Meskipun tamu itu belum duduk, ia sudah bercerita yang berlebihan (muluk- muluk ), halaman dan rumah ditunjuk-tunjuk, sambil sesekali memuji, sehingga tamu itu mengajak duduk, demikian itu istilahnya rusak.

Tata krama pergaulan sudah ada sejak zaman dahulu, para pujangga telah mencontohkan bagaimana cara bertamu yang baik, cara menerima tamu yang baik dan yang kurang baik, sehingga sebagai masyarakat sekarang apabila tidak dapat bertingkah laku yang sopan dan santun alangkah tidak sepantasnya hal itu terjadi apalagi dalam pergaulan sehari-hari. Ada beberapa ciri-ciri orang yang menghayati tata krama yang baik, antara lain :

a. Memiliki rasa percaya diri pada waktu menghadapi masyarakat dari tingkat manapun.

b. Segala tingkah laku dan ucapannya mencerminkan perhatian kepada orang lain

c. Sopan, ramah selalu menunjukan sikap yang menyenangkan dan bersahabat kepada siapa saja

d. Dapat menguasai diri, selalu berusaha tidak menyinggung perasaan orang lain, menyakiti atau mengganggu pikiran orang lain.

e. Usahakan tidak membuat orang kecewa, gusar apalagi membuat marah orang lain, walaupun diri sendiri baru atau sedang dalam keadaan sedih, kesal, lelah atau jenuh.

Pada perkembangannya setelah mengalami modernisasi, dan pada kenyataannya pula pola-pola lawas penerimaan tamu masih terpakai sampai saat ini, masih dipergunakan, antara lain : Pada perkembangannya setelah mengalami modernisasi, dan pada kenyataannya pula pola-pola lawas penerimaan tamu masih terpakai sampai saat ini, masih dipergunakan, antara lain :

c. Jika tamu datang untuk suatu keperluan, usahakanlah agar tamu tersebut menyatakan keperluannya dengan baik dan pantas. Di tanggapi dengan basa-basi dan cara yang menyenangkan.

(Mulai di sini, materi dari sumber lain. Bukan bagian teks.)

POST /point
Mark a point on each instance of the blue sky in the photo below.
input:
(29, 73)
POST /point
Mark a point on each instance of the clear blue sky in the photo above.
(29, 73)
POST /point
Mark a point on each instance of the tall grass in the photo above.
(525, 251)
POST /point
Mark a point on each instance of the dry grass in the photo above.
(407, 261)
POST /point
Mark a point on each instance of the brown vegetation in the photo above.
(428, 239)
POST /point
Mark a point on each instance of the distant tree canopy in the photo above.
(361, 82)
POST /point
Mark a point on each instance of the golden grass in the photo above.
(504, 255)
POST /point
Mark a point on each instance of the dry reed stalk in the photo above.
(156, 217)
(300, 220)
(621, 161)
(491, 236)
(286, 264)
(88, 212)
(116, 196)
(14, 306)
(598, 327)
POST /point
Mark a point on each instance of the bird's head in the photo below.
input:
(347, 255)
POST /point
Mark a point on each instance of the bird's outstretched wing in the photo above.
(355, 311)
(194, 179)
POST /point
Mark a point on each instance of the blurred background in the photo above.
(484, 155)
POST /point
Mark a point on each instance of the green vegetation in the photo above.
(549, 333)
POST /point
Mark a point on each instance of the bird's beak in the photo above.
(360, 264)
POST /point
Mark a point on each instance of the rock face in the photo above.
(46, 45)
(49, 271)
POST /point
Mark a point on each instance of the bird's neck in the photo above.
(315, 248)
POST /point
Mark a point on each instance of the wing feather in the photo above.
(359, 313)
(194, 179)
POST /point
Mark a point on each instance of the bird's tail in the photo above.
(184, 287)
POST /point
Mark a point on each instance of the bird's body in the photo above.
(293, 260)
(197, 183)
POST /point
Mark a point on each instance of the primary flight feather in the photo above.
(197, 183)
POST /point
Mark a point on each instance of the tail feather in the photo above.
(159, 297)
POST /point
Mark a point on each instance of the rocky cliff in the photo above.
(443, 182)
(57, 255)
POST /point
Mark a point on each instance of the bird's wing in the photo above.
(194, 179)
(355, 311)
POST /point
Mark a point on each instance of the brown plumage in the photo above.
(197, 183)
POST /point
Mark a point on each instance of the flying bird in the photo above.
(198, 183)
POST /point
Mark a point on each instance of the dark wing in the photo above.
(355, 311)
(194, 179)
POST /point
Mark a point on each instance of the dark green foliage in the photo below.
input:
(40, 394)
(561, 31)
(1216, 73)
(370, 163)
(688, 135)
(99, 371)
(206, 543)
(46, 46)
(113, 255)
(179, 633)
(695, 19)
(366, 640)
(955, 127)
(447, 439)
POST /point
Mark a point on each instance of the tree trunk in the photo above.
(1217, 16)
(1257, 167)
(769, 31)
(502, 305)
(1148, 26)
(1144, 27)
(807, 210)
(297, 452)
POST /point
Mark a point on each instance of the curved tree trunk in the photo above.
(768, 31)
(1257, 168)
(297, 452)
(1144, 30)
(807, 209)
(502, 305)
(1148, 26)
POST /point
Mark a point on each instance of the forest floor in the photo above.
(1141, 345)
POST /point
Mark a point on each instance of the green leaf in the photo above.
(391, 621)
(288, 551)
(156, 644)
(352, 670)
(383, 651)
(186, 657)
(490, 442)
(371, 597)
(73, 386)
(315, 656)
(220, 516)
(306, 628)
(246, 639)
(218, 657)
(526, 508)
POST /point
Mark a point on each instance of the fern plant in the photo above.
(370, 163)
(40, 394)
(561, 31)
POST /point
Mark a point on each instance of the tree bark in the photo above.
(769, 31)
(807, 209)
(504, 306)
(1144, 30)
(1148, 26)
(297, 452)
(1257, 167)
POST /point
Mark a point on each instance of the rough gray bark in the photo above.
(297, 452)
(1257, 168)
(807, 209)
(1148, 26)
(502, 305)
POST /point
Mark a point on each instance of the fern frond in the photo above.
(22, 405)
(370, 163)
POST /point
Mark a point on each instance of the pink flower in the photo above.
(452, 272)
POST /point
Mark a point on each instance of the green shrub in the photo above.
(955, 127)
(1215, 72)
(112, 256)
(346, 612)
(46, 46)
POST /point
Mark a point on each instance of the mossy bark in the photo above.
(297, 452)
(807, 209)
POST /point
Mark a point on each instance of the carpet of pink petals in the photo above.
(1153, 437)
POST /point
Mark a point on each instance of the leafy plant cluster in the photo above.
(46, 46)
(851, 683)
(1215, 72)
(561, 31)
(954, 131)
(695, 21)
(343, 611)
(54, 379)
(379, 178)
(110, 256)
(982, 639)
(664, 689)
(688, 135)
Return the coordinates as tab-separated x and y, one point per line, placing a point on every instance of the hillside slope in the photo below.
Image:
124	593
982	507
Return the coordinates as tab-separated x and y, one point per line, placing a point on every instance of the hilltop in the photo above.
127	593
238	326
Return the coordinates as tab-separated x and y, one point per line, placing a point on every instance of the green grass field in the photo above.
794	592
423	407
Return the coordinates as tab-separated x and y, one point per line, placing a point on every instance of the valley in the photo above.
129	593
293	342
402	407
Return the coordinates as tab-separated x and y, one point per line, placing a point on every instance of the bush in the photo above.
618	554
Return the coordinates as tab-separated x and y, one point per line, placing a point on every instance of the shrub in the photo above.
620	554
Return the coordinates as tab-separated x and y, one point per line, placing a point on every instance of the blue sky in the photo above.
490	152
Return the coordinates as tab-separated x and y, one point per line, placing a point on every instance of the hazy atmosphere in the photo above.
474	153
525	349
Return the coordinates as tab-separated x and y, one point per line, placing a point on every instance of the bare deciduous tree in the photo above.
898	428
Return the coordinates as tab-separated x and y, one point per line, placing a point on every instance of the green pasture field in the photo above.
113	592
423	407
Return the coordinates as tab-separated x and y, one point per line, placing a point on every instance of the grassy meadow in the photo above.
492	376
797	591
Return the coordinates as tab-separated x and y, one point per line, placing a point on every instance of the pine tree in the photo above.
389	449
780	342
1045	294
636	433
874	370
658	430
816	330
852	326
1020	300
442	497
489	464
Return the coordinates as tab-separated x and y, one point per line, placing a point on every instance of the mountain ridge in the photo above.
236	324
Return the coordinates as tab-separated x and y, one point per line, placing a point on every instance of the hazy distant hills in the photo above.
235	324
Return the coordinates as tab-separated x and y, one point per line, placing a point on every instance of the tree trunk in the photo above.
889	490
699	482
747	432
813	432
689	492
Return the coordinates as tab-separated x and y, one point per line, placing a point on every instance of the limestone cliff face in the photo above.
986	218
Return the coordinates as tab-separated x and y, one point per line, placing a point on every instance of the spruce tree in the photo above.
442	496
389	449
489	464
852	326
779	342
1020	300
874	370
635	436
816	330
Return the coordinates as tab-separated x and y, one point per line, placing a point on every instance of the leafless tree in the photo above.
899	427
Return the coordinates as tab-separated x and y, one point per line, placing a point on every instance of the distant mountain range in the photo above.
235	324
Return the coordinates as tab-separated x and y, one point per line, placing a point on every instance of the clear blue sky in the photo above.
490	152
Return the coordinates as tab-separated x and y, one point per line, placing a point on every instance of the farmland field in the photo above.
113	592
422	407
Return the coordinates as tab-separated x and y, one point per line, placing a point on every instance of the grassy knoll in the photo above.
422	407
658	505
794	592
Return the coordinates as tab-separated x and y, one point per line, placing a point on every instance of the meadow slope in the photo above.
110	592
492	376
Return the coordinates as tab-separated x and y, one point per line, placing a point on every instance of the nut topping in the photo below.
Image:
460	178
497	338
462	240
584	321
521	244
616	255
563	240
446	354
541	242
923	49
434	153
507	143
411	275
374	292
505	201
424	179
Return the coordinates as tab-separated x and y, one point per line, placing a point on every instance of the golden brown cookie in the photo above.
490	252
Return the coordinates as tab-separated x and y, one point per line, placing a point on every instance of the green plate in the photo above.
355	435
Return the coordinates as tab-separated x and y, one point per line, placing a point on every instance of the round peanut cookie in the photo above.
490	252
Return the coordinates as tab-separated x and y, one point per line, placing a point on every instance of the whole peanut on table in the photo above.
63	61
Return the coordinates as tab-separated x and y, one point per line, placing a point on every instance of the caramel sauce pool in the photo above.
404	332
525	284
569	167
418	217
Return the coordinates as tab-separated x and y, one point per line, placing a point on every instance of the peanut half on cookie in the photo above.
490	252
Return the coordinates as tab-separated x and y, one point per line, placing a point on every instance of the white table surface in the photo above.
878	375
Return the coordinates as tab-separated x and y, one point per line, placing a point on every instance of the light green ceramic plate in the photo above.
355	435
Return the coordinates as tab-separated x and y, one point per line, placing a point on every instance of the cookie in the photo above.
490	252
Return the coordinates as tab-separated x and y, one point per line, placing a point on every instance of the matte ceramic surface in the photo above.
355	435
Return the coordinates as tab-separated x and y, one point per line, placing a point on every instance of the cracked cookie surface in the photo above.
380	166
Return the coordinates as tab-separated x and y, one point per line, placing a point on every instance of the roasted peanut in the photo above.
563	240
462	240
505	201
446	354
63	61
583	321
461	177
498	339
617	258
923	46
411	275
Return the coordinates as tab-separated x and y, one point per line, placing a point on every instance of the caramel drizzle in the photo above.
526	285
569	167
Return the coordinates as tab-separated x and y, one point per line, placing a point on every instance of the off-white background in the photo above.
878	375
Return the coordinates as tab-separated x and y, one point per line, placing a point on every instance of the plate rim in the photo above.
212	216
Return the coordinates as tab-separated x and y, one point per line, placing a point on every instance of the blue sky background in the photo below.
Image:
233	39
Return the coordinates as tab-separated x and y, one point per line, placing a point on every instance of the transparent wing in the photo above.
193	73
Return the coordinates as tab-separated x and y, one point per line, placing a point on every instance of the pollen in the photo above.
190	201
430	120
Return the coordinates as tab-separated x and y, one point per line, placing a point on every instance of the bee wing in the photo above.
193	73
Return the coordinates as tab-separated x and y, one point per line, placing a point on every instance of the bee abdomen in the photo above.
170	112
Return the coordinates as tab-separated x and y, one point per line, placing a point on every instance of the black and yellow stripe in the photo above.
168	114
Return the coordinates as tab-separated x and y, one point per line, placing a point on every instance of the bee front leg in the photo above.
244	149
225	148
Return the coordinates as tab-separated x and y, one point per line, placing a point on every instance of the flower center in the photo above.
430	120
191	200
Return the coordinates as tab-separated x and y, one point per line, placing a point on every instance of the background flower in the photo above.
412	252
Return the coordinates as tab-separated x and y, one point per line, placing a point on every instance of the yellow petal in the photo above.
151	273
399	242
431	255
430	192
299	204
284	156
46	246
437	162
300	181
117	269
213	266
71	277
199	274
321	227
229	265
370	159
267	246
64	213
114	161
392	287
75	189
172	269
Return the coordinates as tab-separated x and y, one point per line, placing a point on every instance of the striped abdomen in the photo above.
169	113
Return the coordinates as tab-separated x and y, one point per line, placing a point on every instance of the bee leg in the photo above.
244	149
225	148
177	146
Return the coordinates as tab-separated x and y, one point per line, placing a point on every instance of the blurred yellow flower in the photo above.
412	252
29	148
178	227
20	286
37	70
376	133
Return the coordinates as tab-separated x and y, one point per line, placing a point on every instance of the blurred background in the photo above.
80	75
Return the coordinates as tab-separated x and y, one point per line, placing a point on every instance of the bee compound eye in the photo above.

d. Apabila tamu berpamitan untuk pulang, diantar sampai diluar gerbang atau batas pintu, meminta maaf apabila ada suatu kekurangan dalam penjamuannya, dan mengucapkan selamat jalan.

Dasar dari peraturan etiket adalah adat istiadat atau tradisi dari daerah dan Negara tertentu, yang terkadang berbeda bahkan bertentangan. Etika Timur dan etika Barat berbeda seperti misalnya dari cara bersalaman, cara menatap mata sewaku berjabat tangan, saat memberi sambutan, dan pada saat menerima sesuatu. Selain mengetahui etiket bangsa sendiri sebaiknya juga mengetahui sedikit tentang etiket bangsa-bangsa lain. Sebab hal itu akan melancarkan komunikasi dan kemampuan kita untuk menyesuaikan diri kepada lingkungan tempat kita berada.